One of the peasants in the nearby pile is still breathing. She thinks I do not know. She whimpers as I walk to her, my grandfather's soul in hand. I see the dying fire reflect in her eyes, and I do not hesitate.
She was, perhaps, three.
There was a time, I recall, when I could have been a father. Kazuko was tall, calm, and wonderous. Even I was humbled by her. I thought she knew nothing of my father's death at my hands; she thought I knew nothing of secrets. Even now, I can see myself smile as I tell my eldest son of the Scorpion and the Crab, or watch my daughter in one of Shindoku's plays. In another life, I would have been happy. With another destiny, I would be whole. Sixteen days after Togashi jailed me, Kazuko married a Crane as part of a plan to break the Scorpion line. Her children are beautiful, and I am a killer of helpless peasants.

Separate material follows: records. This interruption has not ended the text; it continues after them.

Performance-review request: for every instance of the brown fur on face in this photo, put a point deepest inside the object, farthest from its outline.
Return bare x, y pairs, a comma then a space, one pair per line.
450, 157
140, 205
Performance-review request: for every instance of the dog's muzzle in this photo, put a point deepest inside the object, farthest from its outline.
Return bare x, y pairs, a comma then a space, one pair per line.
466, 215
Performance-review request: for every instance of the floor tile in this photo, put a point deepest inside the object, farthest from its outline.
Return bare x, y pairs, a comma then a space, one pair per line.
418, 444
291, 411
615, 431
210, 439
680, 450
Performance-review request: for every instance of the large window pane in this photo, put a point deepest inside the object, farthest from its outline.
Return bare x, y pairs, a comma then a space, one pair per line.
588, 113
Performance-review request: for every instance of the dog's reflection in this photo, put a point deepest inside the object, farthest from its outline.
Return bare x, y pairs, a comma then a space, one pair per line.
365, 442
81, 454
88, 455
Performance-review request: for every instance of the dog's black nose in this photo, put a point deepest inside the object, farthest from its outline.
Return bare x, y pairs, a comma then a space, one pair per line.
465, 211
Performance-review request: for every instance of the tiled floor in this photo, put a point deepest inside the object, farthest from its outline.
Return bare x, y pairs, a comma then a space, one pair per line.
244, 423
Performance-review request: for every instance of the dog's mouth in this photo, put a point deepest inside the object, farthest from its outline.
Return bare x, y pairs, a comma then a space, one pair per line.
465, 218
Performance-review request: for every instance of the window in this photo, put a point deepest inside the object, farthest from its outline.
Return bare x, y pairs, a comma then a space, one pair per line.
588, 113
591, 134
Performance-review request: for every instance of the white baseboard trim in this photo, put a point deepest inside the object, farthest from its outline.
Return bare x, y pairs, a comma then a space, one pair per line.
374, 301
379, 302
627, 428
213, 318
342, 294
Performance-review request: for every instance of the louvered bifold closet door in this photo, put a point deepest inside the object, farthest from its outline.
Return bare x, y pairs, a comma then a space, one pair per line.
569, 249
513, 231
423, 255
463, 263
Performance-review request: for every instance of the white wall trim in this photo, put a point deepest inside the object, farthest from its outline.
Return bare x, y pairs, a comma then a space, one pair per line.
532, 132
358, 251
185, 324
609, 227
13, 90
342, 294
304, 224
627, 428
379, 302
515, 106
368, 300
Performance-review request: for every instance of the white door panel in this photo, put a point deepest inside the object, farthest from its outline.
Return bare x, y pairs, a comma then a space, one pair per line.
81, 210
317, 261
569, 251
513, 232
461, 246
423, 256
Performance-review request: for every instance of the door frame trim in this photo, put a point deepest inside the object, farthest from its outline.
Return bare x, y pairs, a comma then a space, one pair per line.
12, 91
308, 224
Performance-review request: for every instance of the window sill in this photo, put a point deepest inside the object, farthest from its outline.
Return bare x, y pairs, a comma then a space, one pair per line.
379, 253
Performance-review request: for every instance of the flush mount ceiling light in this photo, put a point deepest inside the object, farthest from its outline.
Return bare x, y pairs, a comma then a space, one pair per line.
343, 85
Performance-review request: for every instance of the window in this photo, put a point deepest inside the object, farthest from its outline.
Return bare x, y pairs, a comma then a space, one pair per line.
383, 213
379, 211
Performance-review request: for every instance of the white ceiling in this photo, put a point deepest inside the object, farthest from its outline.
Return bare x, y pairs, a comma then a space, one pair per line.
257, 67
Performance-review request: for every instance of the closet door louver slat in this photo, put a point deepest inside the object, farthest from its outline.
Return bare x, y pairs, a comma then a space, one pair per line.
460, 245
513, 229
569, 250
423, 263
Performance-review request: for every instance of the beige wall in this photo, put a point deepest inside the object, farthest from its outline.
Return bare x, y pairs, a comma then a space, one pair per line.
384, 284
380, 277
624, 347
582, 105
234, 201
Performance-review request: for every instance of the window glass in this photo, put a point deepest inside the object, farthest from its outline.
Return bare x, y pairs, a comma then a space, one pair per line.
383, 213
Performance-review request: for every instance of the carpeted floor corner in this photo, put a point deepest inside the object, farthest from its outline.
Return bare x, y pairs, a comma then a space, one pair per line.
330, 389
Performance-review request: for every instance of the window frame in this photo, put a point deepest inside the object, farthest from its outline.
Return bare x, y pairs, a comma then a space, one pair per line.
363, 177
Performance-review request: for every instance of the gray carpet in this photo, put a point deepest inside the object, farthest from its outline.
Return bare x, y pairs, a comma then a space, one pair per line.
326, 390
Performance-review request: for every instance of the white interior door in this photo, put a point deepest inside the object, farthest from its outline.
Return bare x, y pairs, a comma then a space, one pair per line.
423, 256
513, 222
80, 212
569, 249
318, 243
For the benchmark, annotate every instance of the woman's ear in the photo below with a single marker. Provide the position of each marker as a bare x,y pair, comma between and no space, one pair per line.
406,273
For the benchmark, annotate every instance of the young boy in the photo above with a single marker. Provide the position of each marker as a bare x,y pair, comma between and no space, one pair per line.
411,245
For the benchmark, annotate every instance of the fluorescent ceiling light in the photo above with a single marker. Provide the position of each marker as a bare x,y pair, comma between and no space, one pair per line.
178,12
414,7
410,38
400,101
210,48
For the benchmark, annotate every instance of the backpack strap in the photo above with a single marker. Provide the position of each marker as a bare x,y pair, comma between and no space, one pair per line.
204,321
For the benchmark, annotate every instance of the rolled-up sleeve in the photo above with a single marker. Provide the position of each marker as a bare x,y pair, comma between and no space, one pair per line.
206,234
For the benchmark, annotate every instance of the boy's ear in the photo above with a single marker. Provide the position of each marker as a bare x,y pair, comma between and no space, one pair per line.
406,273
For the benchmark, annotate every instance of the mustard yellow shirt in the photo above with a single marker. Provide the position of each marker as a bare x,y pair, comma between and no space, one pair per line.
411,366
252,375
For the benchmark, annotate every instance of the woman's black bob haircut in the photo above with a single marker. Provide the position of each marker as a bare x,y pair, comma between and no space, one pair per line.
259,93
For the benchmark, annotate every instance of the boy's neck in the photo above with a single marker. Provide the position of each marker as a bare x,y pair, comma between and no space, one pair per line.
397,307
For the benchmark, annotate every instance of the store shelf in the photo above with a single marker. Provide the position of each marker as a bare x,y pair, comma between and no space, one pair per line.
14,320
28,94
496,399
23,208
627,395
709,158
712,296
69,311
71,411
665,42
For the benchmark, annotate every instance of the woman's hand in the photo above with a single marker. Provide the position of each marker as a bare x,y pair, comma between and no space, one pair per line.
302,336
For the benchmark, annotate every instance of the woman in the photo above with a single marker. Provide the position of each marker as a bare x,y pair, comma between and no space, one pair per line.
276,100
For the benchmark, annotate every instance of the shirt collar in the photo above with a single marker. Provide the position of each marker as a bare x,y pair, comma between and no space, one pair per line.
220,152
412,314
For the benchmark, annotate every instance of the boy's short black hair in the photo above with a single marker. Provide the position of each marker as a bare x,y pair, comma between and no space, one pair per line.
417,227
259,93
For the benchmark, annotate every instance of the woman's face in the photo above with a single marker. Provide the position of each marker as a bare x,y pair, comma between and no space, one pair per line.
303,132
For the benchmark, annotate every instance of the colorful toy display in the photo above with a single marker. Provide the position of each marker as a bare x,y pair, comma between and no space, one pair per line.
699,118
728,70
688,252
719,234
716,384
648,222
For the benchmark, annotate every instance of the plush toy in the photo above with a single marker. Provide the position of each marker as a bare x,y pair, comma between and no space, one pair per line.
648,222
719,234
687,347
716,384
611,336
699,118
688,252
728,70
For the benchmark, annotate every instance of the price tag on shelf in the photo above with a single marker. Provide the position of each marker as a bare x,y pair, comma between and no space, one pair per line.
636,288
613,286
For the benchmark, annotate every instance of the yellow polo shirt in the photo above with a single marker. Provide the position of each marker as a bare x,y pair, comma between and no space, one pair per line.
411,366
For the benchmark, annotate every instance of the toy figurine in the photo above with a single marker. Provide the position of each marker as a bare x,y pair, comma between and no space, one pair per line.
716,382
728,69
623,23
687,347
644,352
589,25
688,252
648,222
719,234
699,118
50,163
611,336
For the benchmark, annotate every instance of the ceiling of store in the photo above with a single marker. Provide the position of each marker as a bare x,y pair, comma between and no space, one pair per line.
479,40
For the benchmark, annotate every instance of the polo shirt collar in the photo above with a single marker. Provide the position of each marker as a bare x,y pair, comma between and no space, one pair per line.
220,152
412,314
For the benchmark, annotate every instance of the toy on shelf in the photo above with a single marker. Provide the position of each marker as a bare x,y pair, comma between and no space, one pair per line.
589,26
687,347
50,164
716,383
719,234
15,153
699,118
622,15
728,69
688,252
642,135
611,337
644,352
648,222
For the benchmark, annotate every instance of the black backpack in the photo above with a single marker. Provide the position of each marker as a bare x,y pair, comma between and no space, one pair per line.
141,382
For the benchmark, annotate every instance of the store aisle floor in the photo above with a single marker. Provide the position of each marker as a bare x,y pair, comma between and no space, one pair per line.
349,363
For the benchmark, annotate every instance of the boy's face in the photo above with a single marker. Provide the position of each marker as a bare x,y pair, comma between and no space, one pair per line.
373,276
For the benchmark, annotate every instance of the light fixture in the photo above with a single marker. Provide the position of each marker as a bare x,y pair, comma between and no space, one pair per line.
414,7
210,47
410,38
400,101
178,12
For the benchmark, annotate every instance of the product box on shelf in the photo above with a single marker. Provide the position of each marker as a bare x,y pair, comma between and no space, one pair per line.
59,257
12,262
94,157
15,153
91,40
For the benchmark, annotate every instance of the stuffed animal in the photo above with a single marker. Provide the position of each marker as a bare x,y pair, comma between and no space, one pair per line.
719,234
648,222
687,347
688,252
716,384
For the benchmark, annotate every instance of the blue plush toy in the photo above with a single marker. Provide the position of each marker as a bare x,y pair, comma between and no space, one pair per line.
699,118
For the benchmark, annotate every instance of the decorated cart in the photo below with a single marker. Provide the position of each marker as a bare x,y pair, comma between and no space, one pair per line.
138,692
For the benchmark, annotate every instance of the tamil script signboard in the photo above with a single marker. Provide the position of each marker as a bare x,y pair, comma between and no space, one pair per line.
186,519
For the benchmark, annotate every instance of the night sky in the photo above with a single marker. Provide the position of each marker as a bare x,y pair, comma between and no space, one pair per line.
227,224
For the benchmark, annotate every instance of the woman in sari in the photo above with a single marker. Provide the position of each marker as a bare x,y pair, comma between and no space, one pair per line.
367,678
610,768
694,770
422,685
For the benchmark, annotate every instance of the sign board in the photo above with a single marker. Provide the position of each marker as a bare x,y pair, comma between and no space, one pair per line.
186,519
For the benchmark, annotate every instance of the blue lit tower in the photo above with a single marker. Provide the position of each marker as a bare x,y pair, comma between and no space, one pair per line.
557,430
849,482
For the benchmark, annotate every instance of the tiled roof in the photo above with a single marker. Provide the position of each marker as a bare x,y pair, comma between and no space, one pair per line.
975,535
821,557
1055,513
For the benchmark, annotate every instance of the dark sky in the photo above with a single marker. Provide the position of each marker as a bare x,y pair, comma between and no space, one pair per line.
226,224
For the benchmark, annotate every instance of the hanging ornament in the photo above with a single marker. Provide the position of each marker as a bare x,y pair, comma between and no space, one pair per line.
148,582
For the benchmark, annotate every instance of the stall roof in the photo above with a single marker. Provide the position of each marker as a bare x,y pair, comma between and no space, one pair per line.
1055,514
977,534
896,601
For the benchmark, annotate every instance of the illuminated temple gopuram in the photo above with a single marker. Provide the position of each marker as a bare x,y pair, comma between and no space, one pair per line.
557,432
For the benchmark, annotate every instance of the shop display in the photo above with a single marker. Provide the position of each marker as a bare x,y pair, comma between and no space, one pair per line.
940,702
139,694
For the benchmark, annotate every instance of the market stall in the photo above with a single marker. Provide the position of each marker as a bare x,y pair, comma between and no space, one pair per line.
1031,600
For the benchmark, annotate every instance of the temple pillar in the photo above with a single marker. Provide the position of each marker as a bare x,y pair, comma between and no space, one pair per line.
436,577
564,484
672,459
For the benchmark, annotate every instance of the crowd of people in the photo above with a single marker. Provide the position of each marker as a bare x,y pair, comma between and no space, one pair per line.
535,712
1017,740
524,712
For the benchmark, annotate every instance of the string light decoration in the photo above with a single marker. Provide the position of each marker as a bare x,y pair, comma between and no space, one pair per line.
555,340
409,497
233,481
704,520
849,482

I lift my grandfather's soul up, watching. There is some fascination, I suppose, as the blood dissolves into the steel. Aramoro could not convince me to avoid my quest, but gave me a shard of a broken sword to forge into my own. I have polluted my grandfather's spirit with the deaths of half-men and cowards. I have done this so that I will be strong enough tomorrow. I wonder at the honor involved in my actions. Yama Ue No Ho Ni Umi Mura was a small village, but it will attract the attention of a legion of Kuwanan's troops. A Crane killer for every star in the sky.
I walk to the edge of town, wrapping myself in a cloak bearing the mon of the men I hate. The hate is good, it makes me strong, it makes me forget.
Mura Sabishii Toshi is a day's travel from here, and I leave this saddened place behind. The form of my other me remains behind, perhaps chuckling quietly to myself at the carnage I have done in the name of honor. Along the way, I cast away the jade finger, black and soft with my corruption, and draw a new one. Let the Crane find it. Let them know what comes for them. They have armies, but an army cannot stop a single man any more than a single man can stop the stars' flickerings. Tonight, I walk clad in white and blue, and the stars laugh as they watch.
Togashi was wrong, I know. Even she cannot guess at me now. I am a bushi, but so, too, am I Scorpion. Kuni Yori thought I would be his agent, but he was mine. Above me, my truest siblings laugh. The Fortunes know more of my plans than any of my would-be masters do, but even they know nothing of me. To all the kami and gods of this world or any other, I am a man of revenge. It is the most cunning lie of my life.